Pakistan, ostensibly, is a democracy that protects the rights of all citizens. While the country is 96 percent Muslim, large populations of minority religions are also present. Hindus and Christians are present. The Nankana Sahib, the birthplace of the founder of Sikhism, Guru Nanak, is also a major heritage site in the country, leading to a significant Sikh population.
Minority relations in the country are a mixed bag. On the one hand, YouTube is awash with hidden camera social experiment videos showing Muslims coming to the defense of minorities. On the other, kidnappings of Hindu girls and the murder of a Christian pastor are also a piece of the puzzle.
Whatever the nuance may be about the country, there is often one piece of truth that is missing in this conversation. The very make up of the country sets religious minorities up to fail.
Pakistan is supposed to be a representative democracy. People, in ideal conditions, should be able to vote for people to represent them in their Majlis-e-Shoora (national parliament). Part and parcel of any healthy democracy is secularism. But the Islamic Republic of Pakistan is anything but secular. The evidence of this is in their constitution.
The country adopted its current constitution in 1973. It makes it perfectly clear that Islam is the state religion and that everything should be done to maintain the country’s religious character. The word Islam is mentioned 134 times in the constitution. By comparison, the Canadian constitution mentions Christianity zero times. It only mentions religion in so far as guaranteeing a person’s right to practice their faith. That is all.
The individual provisions of the Pakistani constitutions give us an idea of what the intent behind the constitution is:
“Wherein the principles of democracy, freedom, equality, tolerance and social justice, as enunciated by Islam, shall be fully observed.”
“Faithful to the declaration made by the Founder of Pakistan, Quaid-i-Azam Mohammad Ali Jinnah, that Pakistan would be a democratic State based on Islamic principles of social justice.”
“Islam shall be the state religion of Pakistan.”

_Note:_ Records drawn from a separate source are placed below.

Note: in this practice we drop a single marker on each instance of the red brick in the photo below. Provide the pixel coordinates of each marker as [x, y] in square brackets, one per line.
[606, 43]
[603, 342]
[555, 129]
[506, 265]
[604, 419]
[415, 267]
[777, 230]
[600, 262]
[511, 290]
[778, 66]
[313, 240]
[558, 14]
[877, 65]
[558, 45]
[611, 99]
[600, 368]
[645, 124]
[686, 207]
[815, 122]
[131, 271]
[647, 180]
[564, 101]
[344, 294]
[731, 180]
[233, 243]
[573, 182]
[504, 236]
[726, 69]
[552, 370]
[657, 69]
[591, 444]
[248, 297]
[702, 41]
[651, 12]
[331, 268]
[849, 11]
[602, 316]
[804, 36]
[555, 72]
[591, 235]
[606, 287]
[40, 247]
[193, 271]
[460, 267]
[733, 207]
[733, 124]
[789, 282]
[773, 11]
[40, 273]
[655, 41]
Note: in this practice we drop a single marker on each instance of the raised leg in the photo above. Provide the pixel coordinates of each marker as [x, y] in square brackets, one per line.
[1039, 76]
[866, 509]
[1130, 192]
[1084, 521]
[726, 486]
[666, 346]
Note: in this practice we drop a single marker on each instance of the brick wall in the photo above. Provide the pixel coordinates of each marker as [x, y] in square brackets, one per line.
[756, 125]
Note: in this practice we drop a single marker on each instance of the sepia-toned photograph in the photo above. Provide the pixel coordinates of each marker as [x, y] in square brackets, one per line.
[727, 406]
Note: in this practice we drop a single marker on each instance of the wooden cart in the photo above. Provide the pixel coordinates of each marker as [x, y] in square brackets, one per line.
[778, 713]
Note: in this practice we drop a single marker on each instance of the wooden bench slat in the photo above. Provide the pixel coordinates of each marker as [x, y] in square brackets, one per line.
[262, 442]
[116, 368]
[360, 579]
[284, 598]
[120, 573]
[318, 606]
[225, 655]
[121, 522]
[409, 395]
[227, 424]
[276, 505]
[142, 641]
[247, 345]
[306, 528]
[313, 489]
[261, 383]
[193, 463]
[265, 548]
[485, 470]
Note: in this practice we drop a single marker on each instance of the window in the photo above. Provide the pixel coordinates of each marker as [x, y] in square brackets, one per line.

“Every citizen shall have the right to freedom of speech and expression, and there shall be freedom of the press, subject to any reasonable restrictions imposed by law in the interest of the glory of Islam or the integrity, security or defence of Pakistan or any part thereof, friendly relations with foreign States, public order, decency or morality, or in relation to contempt of court, 33[commission of] 33 or incitement to an offense.”
“The state shall endeavour, as respects the Muslims of Pakistan:-
- to make the teaching of the Holy Quran and Islamiat (Islamic studies) compulsory, to encourage and facilitate the learning of the Arabic language (Arabic is not natively spoken in the country) and to secure correct and exact printing and publishing of the Holy Quran.”
“A person shall not be qualified to be elected or chosen as a member of Majlis-e-Shoora (Parliament) unless:
He is of good character and is not commonly known as one who violates Islamic Injunctions.
He has adequate knowledge of Islamic teachings and practices obligatory duties prescribed by Islam as well as abstains from major sins.”
These provisions make things like blasphemy laws possible. They make the Shariat courts possible. They make it possible to quash any speech that is seen as un-Islamic. Why does a Christian member of parliament need to know anything about Islam to do their job? Especially if they represent a primarily Christian district.
The constitution makes one thing clear, that non-Muslim Pakistani citizens are guests in the country until they change their faith.